Supreme Court Asked to Ban "Geofencing Warrants"
A civil liberties group is petitioning the Supreme Court to rule that "geofencing warrants" are unconstitutional. The practice, which forces tech companies to hand over data on all devices in a specific area, is argued to violate the Fourth Amendment by sweeping up data from thousands of innocent people.

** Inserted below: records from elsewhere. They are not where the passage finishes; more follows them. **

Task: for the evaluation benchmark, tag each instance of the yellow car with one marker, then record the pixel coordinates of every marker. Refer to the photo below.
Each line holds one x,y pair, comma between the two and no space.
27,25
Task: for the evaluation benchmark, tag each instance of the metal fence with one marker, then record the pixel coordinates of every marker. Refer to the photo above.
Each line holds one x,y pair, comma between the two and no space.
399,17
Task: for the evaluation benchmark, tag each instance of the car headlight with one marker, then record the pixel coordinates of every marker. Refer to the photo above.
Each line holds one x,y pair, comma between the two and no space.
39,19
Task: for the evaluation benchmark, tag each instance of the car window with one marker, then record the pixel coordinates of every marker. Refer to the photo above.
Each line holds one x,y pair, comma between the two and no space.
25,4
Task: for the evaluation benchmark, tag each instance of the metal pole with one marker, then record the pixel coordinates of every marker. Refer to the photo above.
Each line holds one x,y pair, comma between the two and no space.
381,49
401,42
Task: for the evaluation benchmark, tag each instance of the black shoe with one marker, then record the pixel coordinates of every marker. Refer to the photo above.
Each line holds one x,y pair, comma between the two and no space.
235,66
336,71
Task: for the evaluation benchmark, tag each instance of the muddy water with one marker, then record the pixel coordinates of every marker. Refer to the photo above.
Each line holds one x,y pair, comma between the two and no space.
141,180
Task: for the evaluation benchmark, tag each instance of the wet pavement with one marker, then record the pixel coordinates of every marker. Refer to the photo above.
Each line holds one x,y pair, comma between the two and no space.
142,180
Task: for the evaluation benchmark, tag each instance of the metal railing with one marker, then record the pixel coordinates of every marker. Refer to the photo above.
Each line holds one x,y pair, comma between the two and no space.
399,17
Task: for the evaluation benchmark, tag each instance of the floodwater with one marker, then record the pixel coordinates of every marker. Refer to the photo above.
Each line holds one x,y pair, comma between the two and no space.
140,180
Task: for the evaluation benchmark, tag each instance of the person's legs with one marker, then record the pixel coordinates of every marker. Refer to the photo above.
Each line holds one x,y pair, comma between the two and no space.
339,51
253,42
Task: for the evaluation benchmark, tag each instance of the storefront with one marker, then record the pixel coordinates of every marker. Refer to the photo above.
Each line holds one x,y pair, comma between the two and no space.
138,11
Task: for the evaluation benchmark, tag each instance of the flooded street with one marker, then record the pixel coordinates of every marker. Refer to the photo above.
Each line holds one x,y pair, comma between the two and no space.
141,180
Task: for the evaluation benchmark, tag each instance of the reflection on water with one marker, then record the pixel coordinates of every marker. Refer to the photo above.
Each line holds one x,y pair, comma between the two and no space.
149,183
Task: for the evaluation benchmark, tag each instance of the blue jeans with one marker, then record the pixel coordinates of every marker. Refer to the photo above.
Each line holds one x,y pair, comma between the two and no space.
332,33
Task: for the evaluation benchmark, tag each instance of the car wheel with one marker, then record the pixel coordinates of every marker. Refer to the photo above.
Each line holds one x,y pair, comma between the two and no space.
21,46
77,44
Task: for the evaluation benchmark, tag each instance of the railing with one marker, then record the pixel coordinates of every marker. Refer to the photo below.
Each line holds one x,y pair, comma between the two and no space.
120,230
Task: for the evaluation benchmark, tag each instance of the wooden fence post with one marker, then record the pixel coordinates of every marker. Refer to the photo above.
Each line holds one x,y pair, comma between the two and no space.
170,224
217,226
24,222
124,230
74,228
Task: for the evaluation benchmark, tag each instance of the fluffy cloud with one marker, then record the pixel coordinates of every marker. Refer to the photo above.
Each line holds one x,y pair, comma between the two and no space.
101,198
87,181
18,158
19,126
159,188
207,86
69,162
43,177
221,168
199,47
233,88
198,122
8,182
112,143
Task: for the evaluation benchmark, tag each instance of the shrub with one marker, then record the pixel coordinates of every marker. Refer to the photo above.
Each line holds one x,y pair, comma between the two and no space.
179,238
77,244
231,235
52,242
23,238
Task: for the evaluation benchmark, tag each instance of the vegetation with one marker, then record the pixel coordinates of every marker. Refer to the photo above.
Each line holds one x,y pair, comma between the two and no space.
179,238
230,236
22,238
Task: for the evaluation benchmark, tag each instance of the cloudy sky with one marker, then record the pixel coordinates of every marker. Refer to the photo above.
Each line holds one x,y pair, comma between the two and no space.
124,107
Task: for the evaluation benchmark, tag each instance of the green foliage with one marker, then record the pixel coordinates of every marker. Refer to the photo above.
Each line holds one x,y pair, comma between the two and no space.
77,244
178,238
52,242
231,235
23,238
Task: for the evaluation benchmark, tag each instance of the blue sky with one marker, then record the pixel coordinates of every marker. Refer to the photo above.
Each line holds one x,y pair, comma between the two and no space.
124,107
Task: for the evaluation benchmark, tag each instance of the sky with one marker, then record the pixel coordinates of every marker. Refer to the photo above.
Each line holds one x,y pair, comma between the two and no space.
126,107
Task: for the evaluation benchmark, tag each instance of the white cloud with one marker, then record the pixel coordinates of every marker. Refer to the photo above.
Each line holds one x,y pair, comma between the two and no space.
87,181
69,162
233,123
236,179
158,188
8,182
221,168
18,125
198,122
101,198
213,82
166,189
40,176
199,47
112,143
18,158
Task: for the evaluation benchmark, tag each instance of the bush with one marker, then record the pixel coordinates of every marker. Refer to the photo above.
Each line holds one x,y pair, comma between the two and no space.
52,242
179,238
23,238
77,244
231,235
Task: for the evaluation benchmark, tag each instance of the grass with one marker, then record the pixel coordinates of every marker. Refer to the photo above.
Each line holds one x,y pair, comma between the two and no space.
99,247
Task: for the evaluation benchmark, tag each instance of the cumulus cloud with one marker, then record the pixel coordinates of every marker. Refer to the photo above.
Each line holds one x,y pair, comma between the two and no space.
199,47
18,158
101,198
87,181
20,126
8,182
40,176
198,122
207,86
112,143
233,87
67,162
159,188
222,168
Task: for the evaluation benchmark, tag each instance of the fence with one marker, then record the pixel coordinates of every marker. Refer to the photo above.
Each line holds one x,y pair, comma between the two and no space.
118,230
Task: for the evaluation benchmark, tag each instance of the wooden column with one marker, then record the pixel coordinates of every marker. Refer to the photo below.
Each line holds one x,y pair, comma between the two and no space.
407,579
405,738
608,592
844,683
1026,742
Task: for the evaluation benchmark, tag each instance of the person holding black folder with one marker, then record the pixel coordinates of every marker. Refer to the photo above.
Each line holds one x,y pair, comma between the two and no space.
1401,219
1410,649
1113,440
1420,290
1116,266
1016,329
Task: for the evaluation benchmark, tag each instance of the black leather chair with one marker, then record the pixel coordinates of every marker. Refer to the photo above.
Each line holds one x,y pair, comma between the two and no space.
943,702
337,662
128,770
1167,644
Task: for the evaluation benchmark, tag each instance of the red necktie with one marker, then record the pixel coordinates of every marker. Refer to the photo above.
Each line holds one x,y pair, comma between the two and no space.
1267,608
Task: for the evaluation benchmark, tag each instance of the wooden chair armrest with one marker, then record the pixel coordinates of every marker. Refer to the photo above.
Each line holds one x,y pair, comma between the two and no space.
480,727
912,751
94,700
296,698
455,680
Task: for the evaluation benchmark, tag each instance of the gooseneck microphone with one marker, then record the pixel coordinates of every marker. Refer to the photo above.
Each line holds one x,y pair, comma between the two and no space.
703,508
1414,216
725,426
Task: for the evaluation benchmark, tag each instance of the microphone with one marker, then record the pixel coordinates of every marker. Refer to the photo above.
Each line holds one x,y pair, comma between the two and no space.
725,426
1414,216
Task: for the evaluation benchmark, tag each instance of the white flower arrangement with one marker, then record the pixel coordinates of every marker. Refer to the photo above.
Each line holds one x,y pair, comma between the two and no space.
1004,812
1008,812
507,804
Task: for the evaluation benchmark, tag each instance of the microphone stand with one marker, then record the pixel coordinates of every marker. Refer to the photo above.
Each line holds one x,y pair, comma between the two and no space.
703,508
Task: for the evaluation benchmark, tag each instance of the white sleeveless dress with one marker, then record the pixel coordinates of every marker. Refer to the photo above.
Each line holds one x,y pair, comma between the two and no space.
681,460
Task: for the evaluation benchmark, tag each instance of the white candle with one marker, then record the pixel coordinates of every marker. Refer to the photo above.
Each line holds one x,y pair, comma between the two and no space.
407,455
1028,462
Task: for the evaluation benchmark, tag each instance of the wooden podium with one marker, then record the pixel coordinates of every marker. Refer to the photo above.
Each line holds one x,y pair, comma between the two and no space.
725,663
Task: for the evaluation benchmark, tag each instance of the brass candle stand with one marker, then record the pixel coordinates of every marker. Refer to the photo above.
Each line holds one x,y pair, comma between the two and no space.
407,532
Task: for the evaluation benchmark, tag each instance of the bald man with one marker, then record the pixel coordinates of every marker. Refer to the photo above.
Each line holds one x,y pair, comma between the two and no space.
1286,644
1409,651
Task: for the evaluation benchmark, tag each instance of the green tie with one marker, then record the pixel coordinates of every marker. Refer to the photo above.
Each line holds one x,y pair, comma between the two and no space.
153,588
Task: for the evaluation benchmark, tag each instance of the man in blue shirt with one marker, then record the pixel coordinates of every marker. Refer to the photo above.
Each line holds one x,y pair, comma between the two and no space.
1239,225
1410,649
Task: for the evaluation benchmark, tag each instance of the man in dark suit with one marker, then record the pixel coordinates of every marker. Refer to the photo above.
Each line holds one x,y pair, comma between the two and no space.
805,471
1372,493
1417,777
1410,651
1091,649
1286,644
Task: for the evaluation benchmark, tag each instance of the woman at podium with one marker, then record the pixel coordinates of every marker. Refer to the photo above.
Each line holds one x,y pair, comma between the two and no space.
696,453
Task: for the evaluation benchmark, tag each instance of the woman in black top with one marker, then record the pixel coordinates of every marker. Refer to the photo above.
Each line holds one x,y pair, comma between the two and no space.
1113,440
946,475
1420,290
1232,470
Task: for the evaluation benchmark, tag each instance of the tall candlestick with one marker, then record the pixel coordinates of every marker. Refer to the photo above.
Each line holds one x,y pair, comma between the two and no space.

The case before the Supreme Court, *Chatrie v. United States*, stems from a 2019 armed robbery of a credit union in Virginia. After traditional methods failed, police issued a geofence warrant to Google, which led them to Okello Chatrie. The warrant requested data for all devices within a 17.5-acre area around the bank during the time of the crime. Initially, Google provided anonymized data for 19 devices that were near the robbery. Law enforcement then narrowed its focus and requested more detailed movement data and, ultimately, the personal identities of a few users, including Chatrie. This multi-step process, moving from a broad data dump to de-anonymization, is central to the debate over the warrants' constitutionality. The use of these warrants has grown exponentially. In 2018, Google received 982 such warrants; by 2020, that number had surged to 11,554. At their peak, these requests constituted over a quarter of all data demands Google received from U.S. law enforcement. Critics argue geofence warrants are the digital equivalent of unconstitutional "general warrants," which allow indiscriminate searches and were a key motivation for the Fourth Amendment. They contend that by searching everyone in a given area to find a suspect, the practice flips the probable cause requirement on its head—searching first and establishing suspicion later. Beyond bank robberies, geofence warrants have been used to identify individuals at protests, including those following the death of George Floyd and the January 6th Capitol riot, where data from over 5,000 devices was obtained. This has raised concerns about a chilling effect on First Amendment rights to assembly and association. The lower federal courts are currently split on the issue. The Fourth Circuit, in Chatrie's case, ultimately allowed the evidence, with judges offering fractured reasoning. In contrast, the Fifth Circuit has ruled that geofence warrants are categorically unconstitutional, creating the legal conflict that prompts Supreme Court review. In response to growing legal pressure, Google announced a significant policy shift in late 2023. The company is moving location history data from its centralized "Sensorvault" database to be stored locally on users' devices. This change, which includes end-to-end encryption, will make it technologically impossible for Google to comply with broad geofence requests in the future.